SOX Semiconductor Index Daily Chart Fibonacci Retracements Two Leg Bear Flag Gaps

The SOX is key to any economic recovery, after all, chips go into nearly everything nowadays. Lots going on technically. SOX took a four day stumble losing 4.5% as April began, but rebounded two days ago to now make up that entire selling event and now test the 50 MA at 445. The 447 gap would like to be filled as well. The two-leg bear flag shown with the blue lines would remain in play as long as 450 was not exceeded. If the bear flag pattern proceeds and the second leg down starts from 450, the target is 385. Above 450 and the bear flag pattern would be negated.

Interestingly, 449-450 is strong horizontal resistance and also the 62% Fibonacci retracement of the late February to mid March sell off. Thus, this 445-450 range is critical and will result in either a topping area, or price would break thru to the upside towards 465. The indicators are all weaker on this price move now except for RSI which is agreeable to a little more upside, so this should manifest as a testing of this critical 445-450 area.

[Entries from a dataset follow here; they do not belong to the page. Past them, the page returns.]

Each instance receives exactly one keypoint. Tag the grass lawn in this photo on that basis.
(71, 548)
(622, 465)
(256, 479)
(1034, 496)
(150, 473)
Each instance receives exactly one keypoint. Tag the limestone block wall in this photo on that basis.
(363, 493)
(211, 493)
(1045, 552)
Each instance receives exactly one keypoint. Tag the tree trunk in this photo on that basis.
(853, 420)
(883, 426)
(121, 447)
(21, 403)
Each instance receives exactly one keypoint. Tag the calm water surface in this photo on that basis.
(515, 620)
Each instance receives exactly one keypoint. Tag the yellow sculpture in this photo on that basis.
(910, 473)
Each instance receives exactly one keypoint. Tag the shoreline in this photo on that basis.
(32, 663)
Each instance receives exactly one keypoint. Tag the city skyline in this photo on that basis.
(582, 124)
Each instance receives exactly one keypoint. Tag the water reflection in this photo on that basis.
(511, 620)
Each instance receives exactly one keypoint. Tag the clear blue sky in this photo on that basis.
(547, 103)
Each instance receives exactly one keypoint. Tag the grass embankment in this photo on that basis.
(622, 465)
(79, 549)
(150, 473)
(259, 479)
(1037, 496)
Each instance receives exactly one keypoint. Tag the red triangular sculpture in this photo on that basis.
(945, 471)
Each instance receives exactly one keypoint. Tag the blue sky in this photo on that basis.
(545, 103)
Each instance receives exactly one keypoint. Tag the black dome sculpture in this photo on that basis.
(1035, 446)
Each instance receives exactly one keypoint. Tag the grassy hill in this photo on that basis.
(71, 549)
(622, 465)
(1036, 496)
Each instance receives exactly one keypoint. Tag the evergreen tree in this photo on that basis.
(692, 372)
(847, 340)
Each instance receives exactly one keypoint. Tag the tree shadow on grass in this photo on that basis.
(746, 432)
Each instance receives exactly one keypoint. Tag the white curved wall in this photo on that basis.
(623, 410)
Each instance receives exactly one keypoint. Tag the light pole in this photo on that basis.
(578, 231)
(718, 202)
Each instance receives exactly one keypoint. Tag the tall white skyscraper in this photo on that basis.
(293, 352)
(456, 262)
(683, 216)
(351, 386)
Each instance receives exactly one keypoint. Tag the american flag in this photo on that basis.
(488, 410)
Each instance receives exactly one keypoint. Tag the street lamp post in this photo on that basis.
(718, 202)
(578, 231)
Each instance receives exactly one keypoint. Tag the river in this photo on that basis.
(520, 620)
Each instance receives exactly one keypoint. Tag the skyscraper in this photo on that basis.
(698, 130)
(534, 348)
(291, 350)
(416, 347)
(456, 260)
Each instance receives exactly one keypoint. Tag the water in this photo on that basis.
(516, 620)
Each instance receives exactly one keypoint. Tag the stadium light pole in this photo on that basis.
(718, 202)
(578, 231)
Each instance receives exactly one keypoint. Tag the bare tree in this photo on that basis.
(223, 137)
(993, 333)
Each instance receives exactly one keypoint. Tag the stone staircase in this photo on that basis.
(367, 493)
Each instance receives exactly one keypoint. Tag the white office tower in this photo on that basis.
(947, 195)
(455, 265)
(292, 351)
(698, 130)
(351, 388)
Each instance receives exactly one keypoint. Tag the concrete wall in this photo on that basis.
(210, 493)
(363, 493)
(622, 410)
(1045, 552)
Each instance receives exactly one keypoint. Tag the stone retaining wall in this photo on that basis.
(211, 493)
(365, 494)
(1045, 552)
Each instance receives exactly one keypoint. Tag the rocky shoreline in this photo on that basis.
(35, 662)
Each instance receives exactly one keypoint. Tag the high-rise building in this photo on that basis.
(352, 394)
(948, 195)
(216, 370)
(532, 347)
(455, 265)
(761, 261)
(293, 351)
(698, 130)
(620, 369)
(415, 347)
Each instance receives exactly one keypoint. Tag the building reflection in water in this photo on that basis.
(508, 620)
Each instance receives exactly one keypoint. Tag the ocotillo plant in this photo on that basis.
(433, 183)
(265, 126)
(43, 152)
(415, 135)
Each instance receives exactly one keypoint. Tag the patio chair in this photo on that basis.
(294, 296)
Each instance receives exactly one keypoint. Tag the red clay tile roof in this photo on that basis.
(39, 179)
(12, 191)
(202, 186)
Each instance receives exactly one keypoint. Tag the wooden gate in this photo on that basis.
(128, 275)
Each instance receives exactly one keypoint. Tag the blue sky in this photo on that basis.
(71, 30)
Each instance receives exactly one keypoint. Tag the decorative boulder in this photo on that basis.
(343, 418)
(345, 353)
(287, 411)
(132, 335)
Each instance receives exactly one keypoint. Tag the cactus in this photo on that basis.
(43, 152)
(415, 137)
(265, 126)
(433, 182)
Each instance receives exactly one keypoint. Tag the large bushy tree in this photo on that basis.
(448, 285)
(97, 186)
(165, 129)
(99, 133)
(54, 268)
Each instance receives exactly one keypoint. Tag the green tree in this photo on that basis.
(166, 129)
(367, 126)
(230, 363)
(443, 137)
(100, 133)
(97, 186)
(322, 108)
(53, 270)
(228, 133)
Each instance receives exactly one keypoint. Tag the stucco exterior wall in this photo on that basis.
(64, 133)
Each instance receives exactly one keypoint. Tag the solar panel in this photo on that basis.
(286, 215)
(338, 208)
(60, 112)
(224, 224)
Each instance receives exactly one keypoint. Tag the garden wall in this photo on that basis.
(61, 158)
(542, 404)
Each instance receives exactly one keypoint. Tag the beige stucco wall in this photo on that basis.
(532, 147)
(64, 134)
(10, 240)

If 445-450 resistance holds, the bears are in business with support at 441, 434, 427, 422, 413, 410, 400 and the bear flag target of 385; if price punches up thru 450, the bulls are in business with resistance at 455, 460, key R at 465, the gap fill at 470 and the 474 prior top. This information is for educational and entertainment purposes only. Do not trade based on this information. Consult your financial advisor before making any investment decision.